Engineered trivalent immunogen adjuvanted with a STING agonist confers protection against Trypanosoma cruzi infection.
Andrés Sánchez AlbertiAugusto E BivonaNatacha CernyKai SchulzeSebastian WeißmannThomas EbensenCelina MoralesAngel M PadillaSilvia I CazorlaRick L TarletonCarlos A GuzmánEmilio Luis MalchiodiPublished in: NPJ vaccines (2017)

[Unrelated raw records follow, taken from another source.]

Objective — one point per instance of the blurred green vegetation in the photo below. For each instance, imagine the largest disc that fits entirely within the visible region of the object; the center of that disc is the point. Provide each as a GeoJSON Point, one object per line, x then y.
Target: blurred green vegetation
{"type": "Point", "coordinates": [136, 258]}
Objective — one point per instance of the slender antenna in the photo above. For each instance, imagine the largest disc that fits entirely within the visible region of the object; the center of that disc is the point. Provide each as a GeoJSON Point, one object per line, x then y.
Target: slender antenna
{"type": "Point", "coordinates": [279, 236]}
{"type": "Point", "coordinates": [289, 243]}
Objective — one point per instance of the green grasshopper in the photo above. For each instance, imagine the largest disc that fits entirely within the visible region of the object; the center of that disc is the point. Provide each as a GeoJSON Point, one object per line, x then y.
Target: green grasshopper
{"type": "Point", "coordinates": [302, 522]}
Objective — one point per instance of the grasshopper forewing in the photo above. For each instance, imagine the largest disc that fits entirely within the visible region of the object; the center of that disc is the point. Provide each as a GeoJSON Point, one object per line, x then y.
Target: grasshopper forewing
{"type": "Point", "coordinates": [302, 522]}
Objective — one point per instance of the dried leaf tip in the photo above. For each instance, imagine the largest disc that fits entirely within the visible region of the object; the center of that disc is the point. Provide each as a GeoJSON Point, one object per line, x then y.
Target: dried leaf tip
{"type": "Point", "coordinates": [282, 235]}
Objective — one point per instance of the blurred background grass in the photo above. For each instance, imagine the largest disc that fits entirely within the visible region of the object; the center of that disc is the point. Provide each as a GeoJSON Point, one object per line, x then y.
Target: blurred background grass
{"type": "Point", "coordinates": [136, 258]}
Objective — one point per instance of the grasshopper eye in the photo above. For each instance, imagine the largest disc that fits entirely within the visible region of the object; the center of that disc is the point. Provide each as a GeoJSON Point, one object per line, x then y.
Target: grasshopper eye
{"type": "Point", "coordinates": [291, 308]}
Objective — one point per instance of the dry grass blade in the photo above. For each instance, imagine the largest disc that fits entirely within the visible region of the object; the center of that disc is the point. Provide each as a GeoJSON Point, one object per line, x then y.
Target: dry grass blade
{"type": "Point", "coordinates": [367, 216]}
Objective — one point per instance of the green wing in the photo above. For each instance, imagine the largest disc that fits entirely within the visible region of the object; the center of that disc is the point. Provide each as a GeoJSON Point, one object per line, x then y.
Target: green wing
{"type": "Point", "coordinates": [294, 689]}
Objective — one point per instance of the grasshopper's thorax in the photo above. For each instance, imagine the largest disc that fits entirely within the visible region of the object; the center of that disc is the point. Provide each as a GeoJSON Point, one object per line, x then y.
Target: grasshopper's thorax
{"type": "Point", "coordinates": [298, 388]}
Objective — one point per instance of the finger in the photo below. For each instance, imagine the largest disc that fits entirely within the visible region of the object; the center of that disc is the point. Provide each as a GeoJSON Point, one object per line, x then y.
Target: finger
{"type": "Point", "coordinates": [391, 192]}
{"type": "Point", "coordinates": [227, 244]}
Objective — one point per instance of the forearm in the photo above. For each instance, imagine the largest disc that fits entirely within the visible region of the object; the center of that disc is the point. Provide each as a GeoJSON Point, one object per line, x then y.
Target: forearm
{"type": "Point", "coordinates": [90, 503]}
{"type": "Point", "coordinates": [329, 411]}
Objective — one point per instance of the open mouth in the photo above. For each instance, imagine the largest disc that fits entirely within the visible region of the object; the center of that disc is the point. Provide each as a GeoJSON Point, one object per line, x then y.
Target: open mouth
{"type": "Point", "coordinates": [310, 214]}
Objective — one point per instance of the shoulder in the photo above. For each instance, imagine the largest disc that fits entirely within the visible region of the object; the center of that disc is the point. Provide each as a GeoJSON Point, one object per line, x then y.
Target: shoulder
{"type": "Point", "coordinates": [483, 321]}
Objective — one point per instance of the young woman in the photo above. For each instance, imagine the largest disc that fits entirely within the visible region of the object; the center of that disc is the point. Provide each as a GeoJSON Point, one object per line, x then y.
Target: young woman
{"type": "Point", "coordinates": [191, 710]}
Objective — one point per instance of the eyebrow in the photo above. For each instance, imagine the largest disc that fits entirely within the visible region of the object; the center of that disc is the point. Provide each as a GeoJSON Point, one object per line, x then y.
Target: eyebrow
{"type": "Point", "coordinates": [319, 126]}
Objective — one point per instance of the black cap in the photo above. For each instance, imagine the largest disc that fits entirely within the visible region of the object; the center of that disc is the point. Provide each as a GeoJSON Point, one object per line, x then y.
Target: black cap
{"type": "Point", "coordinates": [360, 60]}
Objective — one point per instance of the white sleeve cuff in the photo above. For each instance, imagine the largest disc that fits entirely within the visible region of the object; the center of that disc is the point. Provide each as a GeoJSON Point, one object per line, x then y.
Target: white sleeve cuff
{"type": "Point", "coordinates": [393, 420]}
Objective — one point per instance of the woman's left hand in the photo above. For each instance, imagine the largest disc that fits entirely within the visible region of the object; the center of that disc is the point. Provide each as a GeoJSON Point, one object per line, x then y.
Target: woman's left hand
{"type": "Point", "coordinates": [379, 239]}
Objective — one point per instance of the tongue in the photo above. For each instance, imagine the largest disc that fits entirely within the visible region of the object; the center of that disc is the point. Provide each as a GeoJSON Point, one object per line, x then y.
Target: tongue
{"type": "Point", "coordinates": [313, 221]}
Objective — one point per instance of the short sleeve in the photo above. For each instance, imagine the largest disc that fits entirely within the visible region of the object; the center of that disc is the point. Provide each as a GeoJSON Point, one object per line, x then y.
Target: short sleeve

The parasite Trypanosoma cruzi is the causative agent of Chagas disease, a potentially life-threatening infection that represents a major health problem in Latin America. Several characteristics of this protozoan contribute to the lack of an effective vaccine, among them: its silent invasion mechanism, T. cruzi antigen redundancy and immunodominance without protection. Taking into account these issues, we engineered Traspain, a chimeric antigen tailored to present a multivalent display of domains from key parasitic molecules, combined with stimulation of the STING pathway by c-di-AMP as a novel prophylactic strategy. This formulation proved to be effective for the priming of functional humoral responses and pathogen-specific CD8+ and CD4+ T cells, compatible with a Th1/Th17 bias. Interestingly, vaccine effectiveness assessed across the course of infection, showed a reduction in parasite load and chronic inflammation in different proof of concept assays. In conclusion, this approach represents a promising tool against parasitic chronic infections.